Винсент Жермен, герцог Рейборн, сидел за своим массивным письменным столом из дуба и разбирался со стопкой бумаг. Все это были счета. И каждый из них — очередное свидетельство сумасбродства и расточительства его кузена. Когда же он чему-нибудь научится!

Рейборн в досаде потер подбородок. Последние шесть лет он был опекуном кузена, поскольку его отец умер, когда кузену было шестнадцать лет. Будучи ребенком, он рос, пользуясь излишней свободой. Но Рейборн надеялся, что когда его кузен повзрослеет, он перерастет и привычку к мотовству, станет достаточно зрелым, чтобы осознать ответственность. Что со временем он будет достоин носить имя Рейборна. Но пока что его траты с каждым месяцем становились все более безрассудными. Кевину было уже двадцать два года. Если срочно не принять какие-то меры, молодой человек так глубоко увязнет в долгах, что даже наследства, которое он должен получить в двадцать пять лет, не хватит, чтобы уберечь его от долговой тюрьмы.

Рейборн отодвинул стул и вскочил на ноги. Он посмотрел на письменный стол, потом в сердцах стукнул кулаком по растущей день ото дня горе счетов. Что он сделал не так? В чем допустил ошибку? Кевин был единственным Жерменом, которому предстояло унаследовать герцогский титул и возглавить династию Рейборнов. Винсент не хотел даже думать, что случится с накопленным их предками богатством, когда оно перейдет в руки его кузена.
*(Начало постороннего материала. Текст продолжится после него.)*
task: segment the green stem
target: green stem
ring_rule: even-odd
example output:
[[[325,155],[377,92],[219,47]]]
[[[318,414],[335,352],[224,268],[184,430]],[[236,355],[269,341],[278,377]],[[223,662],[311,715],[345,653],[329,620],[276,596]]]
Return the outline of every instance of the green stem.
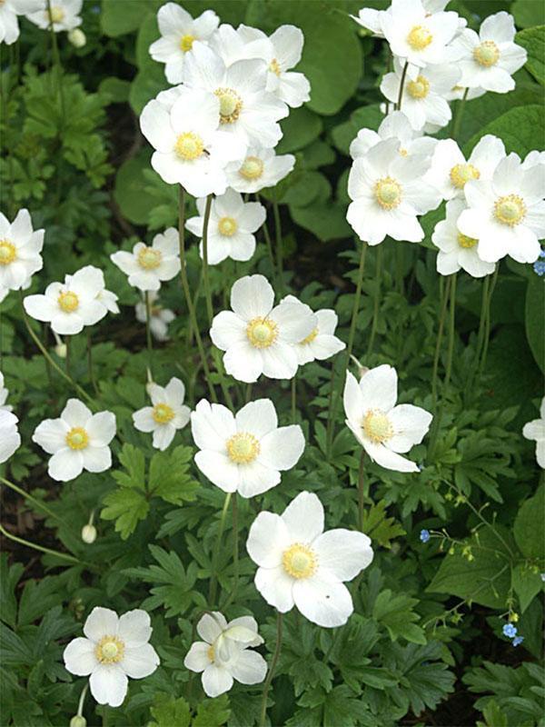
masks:
[[[278,663],[278,659],[280,658],[280,652],[282,649],[282,615],[280,612],[278,612],[276,617],[276,645],[274,647],[274,653],[272,654],[272,661],[271,662],[271,666],[269,667],[269,671],[267,672],[267,678],[265,679],[265,683],[263,684],[263,695],[262,698],[261,717],[259,721],[260,727],[265,727],[265,720],[267,718],[267,698],[269,696],[269,689],[271,687],[271,682],[272,681],[272,677],[274,676],[274,671],[276,669],[276,664]]]

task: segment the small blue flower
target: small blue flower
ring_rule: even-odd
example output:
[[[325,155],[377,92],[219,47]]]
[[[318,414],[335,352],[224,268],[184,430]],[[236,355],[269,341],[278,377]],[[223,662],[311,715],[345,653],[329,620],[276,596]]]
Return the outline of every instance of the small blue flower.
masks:
[[[503,635],[508,636],[510,639],[514,638],[517,635],[517,627],[513,626],[512,623],[506,623],[503,626]]]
Винсент чувствовал тяжесть на сердце, когда думал о том, с какой легкостью Кевин с его излишествами, карточной игрой и нескончаемой чередой любовниц может потерять все. Как процветающие имения быстро придут в упадок. Кевин уже сейчас промотал деньги, которые Винсент выдавал ему в качестве содержания. При одной только мысли об этом Винсента прошибал холодный пот. Он снова стал просматривать разложенные на столе счета, хотя знал их все наизусть. Счета за пару вороных коней, за изумрудное ожерелье и серьги, стоимости которых хватило бы, чтобы целый год содержать сотню семей. Многочисленные счета от полудюжины лучших лондонских модисток, которых набиралось на сотни фунтов, тысячи фунтов карточных долгов, счета за ведение хозяйства, счета от портных… Список продолжался и продолжался. Едва удержавшись от крепкого ругательства, Винсент взъерошил пальцами волосы в очень нехарактерном для него проявлении гнева. В это время открылась дверь.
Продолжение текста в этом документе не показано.